For per-neuron tensors and exact numbers, prefer `summary.json` /
`summary_neurons.pt` from §6. They're authoritative and dashboard-free.

### In the WandB UI

1. Open your project page (e.g. `https://wandb.ai/<entity>/<project>`).
2. In the run table, click the **Group** button in the toolbar.
3. Set "Group runs by" → `Group` (the field literally named "Group" —
   holds the value you passed as `group="..."`).
4. The 3 per-seed rows collapse to one. Summary metric columns
   (`test_cc_norm`, `test_loss`, ...) now show mean ± a min/max swatch.
5. Click the column header → toggle "stddev" if you want it numeric.

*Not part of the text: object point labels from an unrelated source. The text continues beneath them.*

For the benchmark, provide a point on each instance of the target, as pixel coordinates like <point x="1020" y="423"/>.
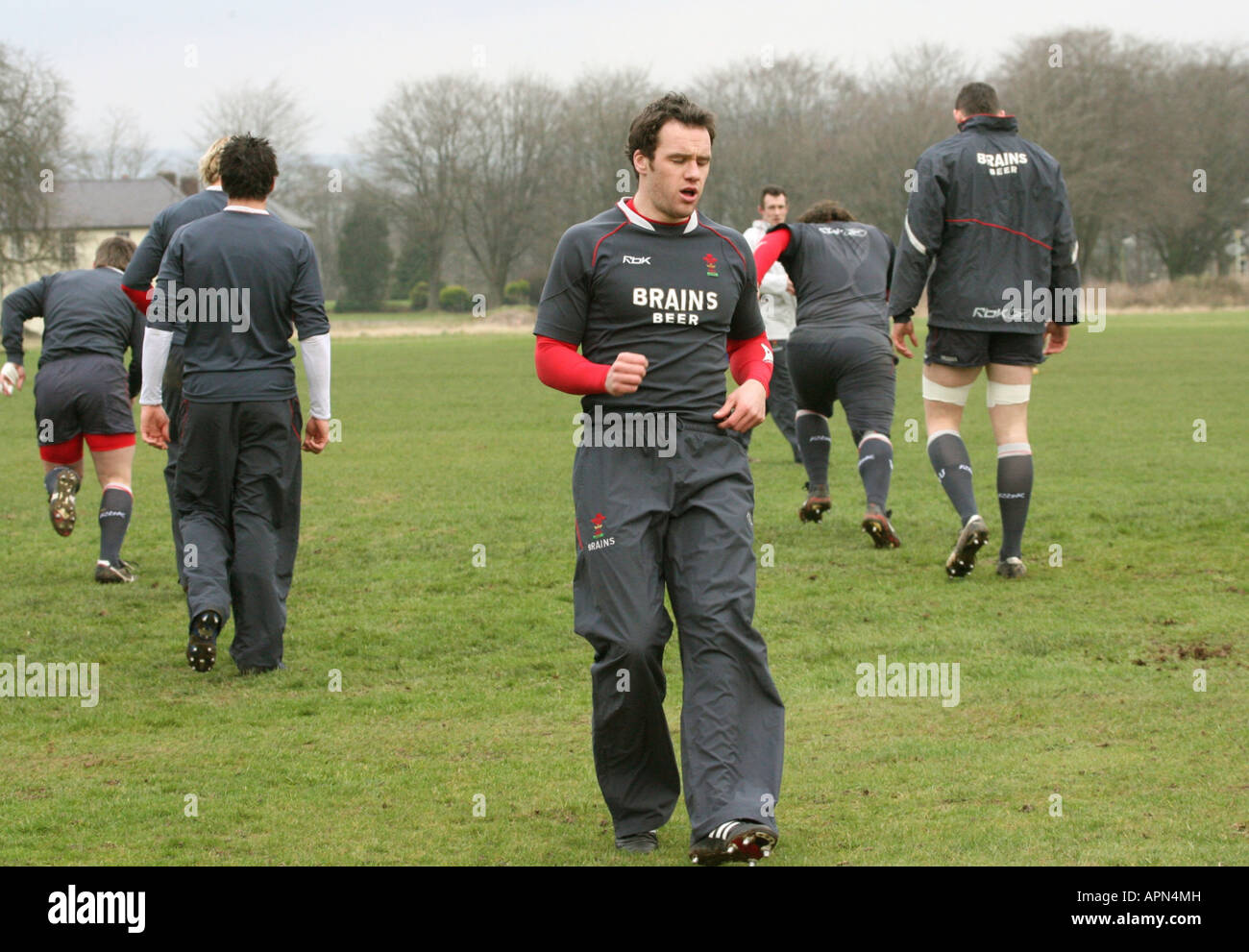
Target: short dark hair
<point x="249" y="167"/>
<point x="975" y="99"/>
<point x="115" y="253"/>
<point x="644" y="133"/>
<point x="827" y="210"/>
<point x="772" y="190"/>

For chart panels (line plots over epochs), edit the chart → Grouping
pane → "Group by" = `Group`, aggregate = `mean`, range = `stddev`. The
3 traces merge into a single mean-with-band line. This works for
time-series metrics (val_cc_norm over epochs) but **not** for
`test_cc_norm`, which is a single scalar in `run.summary` — no time
axis to plot.

### In the TensorBoard UI

TensorBoard does not aggregate across runs natively. The Scalars tab
overlays multiple selected runs but won't compute a mean trace; the
Hparams tab is a sortable table but not aggregated.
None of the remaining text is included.